濃厚な味わいで人気を博すプリン600円。
濃厚な味わいで人気を博すプリン600円。

「ドリアだけでは物足りない」という人には、2021年1月から提供を開始し、今やすっかり看板メニューとなったプリンもぜひ食べてみてほしい。一見シンプルで王道のプリンに見えるが、こちらもこだわり抜かれた一品だ。

練乳とクリームチーズをたっぷり使ったプリンは、まろやかな甘さとほろ苦さが濃厚に口の中に広がる。スプーンを通すとしっかりとした手ごたえがありながら、舌に触れるとふっ……と溶けていくような魅惑の食感も心地よい。試行錯誤をして、絶妙な焼き加減で完成されたプリンは、これを目当てに訪れる人も多い。

ガツンとしたドリアのあとに、優しい甘さが口の中をやわらげてくれる。

オレグラッセ750円は、かきまぜずにそのまま飲むのが主流。
オレグラッセ750円は、かきまぜずにそのまま飲むのが主流。

ドリンクは、コーヒーとミルクが美しく二層に分かれたオレグラッセを頼んだ。口元に運んだグラスを傾けると、オレグラッセ用に自家焙煎したマンデリンコーヒーの苦みとシロップを加えたミルクの甘さが、バランスよく口の中を満たしてくれる。調和のとれた華やかな苦みと甘みが食後にぴったりだ。
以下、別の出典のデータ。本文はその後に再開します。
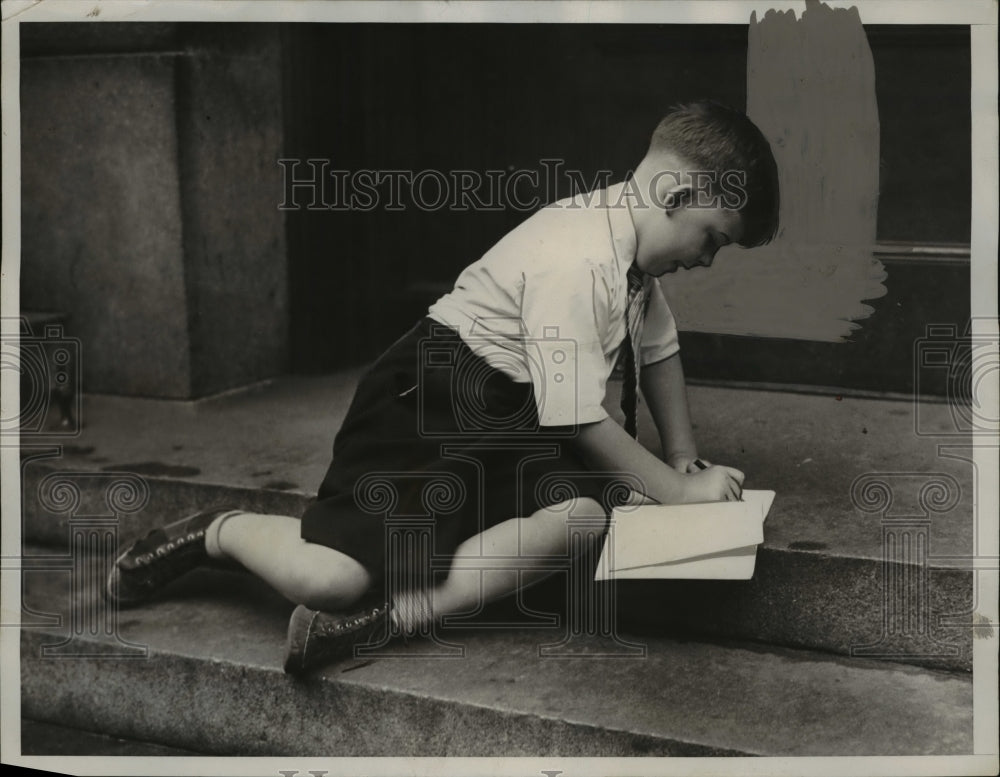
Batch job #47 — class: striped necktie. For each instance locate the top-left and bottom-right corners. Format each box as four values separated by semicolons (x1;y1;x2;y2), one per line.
621;262;646;437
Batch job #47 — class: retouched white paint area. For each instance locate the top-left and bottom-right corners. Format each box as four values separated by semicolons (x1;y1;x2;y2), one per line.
663;1;886;341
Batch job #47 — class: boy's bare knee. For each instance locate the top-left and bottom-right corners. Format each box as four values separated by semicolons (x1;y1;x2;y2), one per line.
293;562;371;612
532;496;604;521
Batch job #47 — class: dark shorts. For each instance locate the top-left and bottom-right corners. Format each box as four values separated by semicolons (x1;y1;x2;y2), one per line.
302;318;628;587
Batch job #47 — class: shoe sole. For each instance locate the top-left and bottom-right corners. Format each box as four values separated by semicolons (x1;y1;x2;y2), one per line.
283;604;319;675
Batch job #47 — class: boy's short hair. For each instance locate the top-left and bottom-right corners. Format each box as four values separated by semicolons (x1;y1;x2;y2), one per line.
648;100;779;247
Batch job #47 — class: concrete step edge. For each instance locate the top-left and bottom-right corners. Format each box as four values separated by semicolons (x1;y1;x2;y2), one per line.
17;462;973;672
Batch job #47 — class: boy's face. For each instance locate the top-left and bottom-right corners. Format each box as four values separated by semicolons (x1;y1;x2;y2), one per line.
636;192;743;276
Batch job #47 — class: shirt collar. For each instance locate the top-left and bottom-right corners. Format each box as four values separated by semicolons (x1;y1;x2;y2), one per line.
605;180;638;278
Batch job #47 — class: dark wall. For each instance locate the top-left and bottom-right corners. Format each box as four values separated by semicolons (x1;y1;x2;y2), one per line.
286;24;746;370
285;25;971;393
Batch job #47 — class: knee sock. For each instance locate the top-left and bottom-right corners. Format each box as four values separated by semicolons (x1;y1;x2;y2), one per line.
205;510;241;560
389;591;434;635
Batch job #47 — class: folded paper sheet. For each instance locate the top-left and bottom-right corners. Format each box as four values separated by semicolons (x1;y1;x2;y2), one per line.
595;491;774;580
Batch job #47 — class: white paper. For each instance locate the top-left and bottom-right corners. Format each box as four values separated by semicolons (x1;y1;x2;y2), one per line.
595;491;774;580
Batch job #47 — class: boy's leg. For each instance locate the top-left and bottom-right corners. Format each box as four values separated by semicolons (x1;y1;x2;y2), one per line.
206;513;371;611
106;510;371;610
285;499;606;674
407;499;606;625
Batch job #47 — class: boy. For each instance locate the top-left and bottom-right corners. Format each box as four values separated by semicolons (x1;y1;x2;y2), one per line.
108;102;778;673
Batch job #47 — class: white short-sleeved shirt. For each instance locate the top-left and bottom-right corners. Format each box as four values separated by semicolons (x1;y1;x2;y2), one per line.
428;183;679;426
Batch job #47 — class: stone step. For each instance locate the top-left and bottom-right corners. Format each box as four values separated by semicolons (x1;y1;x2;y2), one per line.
21;719;201;758
21;552;972;757
22;372;974;671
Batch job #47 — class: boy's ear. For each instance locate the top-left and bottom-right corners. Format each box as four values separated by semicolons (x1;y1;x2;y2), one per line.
656;178;692;213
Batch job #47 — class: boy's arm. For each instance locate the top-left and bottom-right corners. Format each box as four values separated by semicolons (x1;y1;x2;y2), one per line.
576;418;743;504
639;353;698;472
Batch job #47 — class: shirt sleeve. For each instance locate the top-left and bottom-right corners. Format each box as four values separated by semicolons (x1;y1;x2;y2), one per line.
521;262;611;426
639;281;681;366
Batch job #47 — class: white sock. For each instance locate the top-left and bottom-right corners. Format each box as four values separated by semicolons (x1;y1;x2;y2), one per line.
389;591;434;634
205;510;242;559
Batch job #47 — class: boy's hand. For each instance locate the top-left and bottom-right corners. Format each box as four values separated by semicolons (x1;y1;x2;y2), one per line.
684;466;743;503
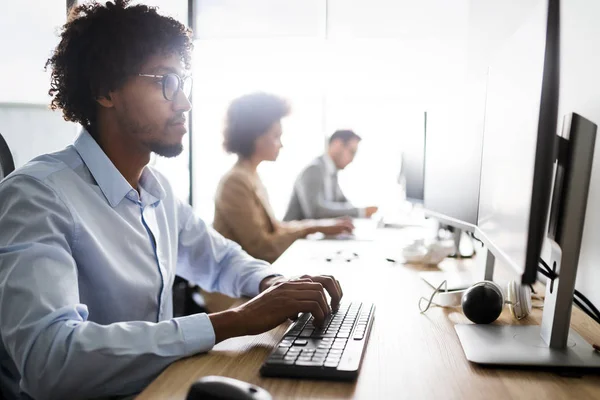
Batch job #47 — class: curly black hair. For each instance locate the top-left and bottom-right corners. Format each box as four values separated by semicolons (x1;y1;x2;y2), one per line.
46;0;192;134
223;92;290;158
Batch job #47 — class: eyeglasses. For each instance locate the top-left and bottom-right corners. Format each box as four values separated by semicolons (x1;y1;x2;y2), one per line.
138;73;192;101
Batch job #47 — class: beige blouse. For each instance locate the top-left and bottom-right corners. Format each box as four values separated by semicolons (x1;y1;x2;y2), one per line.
213;163;305;262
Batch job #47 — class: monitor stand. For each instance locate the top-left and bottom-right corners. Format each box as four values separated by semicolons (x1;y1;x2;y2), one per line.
455;114;600;368
448;228;475;259
455;325;600;368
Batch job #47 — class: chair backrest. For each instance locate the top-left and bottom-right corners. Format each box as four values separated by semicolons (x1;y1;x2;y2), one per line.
0;133;15;181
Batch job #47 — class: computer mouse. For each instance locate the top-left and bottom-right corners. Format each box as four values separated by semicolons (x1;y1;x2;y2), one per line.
186;376;272;400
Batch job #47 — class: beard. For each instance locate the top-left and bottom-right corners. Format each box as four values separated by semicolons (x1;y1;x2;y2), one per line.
148;143;183;158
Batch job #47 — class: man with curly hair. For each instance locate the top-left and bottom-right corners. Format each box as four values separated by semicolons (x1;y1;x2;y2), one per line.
0;0;342;399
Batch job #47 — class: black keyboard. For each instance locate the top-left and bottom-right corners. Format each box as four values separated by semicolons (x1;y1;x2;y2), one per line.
260;302;375;380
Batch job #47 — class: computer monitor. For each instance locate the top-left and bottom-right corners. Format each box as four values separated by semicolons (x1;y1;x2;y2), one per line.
398;111;427;204
455;0;600;368
477;2;558;283
423;109;482;232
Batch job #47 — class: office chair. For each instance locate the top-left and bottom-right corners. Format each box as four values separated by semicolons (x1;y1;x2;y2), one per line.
0;133;15;181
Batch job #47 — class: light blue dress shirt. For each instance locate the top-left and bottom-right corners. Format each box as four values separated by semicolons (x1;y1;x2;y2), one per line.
0;131;274;400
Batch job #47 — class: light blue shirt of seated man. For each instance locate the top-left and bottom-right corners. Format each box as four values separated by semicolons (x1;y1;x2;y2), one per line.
0;131;274;398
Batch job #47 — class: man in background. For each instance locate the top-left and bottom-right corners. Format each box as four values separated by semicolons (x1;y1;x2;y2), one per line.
284;130;377;221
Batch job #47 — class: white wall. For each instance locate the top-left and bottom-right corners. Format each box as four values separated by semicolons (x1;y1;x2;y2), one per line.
0;103;78;168
558;0;600;307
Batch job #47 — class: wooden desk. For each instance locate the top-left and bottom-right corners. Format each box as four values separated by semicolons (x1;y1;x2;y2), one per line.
137;231;600;400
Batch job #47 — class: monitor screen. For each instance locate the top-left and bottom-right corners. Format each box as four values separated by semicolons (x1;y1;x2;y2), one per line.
423;108;482;231
477;2;558;283
399;112;427;204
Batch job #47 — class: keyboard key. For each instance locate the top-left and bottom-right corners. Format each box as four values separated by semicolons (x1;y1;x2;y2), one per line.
294;359;323;367
299;328;314;338
267;358;289;365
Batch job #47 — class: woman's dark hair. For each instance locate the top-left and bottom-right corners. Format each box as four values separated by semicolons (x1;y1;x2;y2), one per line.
223;92;290;158
46;0;192;134
329;129;362;145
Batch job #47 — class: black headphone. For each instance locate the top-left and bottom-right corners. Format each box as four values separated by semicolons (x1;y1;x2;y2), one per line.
419;281;533;324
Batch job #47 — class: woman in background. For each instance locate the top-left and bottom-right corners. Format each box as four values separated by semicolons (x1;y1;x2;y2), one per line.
213;92;354;262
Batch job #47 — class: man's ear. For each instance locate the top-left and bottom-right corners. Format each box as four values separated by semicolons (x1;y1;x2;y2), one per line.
96;92;114;108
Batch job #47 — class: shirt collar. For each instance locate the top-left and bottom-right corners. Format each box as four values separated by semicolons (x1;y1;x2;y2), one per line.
74;129;166;208
323;153;337;175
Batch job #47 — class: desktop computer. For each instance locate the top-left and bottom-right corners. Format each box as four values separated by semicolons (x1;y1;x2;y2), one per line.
455;0;600;368
422;110;481;258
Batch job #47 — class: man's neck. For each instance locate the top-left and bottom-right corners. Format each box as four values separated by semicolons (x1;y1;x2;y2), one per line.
95;123;150;190
325;151;339;173
238;157;262;172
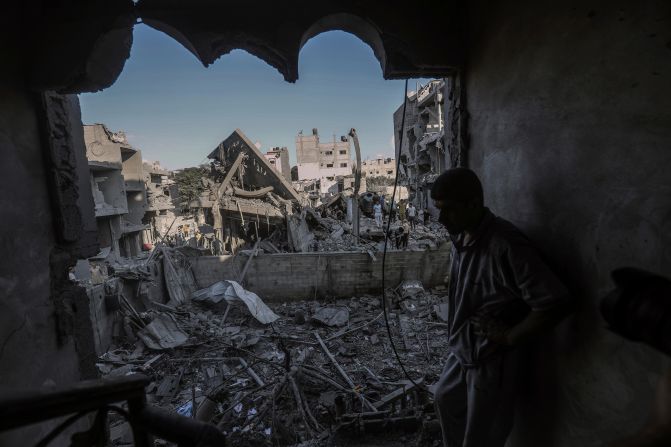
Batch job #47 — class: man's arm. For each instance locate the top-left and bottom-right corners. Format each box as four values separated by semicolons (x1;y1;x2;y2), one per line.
504;303;573;346
480;235;574;346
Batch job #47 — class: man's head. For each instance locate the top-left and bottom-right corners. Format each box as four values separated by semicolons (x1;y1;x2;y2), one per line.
431;168;484;234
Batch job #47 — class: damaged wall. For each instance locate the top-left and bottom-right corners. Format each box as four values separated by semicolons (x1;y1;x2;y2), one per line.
466;1;671;446
192;248;449;301
0;79;97;445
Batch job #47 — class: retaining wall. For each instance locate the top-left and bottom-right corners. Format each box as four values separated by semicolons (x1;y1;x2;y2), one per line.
191;244;450;301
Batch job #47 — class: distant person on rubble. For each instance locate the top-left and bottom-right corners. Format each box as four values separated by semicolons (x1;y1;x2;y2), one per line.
398;199;408;222
406;203;417;230
373;200;382;228
431;168;571;447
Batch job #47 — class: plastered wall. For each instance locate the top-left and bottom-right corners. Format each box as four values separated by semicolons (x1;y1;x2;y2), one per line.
0;79;92;446
192;245;449;301
466;1;671;447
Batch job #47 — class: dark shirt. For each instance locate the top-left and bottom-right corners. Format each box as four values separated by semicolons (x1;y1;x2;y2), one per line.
448;209;569;366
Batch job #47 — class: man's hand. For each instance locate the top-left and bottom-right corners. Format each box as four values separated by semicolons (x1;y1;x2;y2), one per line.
471;314;513;346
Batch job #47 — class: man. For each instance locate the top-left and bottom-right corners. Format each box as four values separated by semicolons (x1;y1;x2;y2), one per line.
373;200;382;228
406;203;417;230
398;199;408;222
431;168;569;447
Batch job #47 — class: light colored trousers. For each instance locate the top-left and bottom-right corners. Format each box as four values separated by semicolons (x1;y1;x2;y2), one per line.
375;214;382;227
434;351;520;447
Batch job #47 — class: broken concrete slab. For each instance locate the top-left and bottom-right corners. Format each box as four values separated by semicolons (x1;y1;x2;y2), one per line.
312;307;349;326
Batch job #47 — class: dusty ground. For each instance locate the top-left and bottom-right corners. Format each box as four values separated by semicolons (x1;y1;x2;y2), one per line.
99;288;446;446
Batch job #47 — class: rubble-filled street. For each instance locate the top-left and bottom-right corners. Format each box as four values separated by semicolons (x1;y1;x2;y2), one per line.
97;281;446;446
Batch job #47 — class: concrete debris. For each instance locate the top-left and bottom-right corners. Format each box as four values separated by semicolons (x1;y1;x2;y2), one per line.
192;281;279;324
98;281;447;446
312;307;349;326
137;313;188;352
398;281;424;298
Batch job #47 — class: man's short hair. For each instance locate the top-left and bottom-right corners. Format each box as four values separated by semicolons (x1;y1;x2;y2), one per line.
431;168;484;203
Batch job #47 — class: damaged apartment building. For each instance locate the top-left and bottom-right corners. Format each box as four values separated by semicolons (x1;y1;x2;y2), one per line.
394;79;451;217
296;128;363;199
84;124;175;258
0;0;671;447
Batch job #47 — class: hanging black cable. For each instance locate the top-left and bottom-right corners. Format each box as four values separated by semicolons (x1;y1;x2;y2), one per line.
382;79;417;386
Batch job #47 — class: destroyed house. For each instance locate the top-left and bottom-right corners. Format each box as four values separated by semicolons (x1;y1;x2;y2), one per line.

なにかと忙しいランチタイムは、「お腹を満たすこと」がメインとなりゆっくりと過ごせないことも多い。そんな毎日でも、ニューレトロな純喫茶の『喫茶サテラ』に足を運べば、ゆったりと流れる時間とこだわり抜かれたメニューで、いつもより豊かなランチタイムを過ごさせてくれそうだ。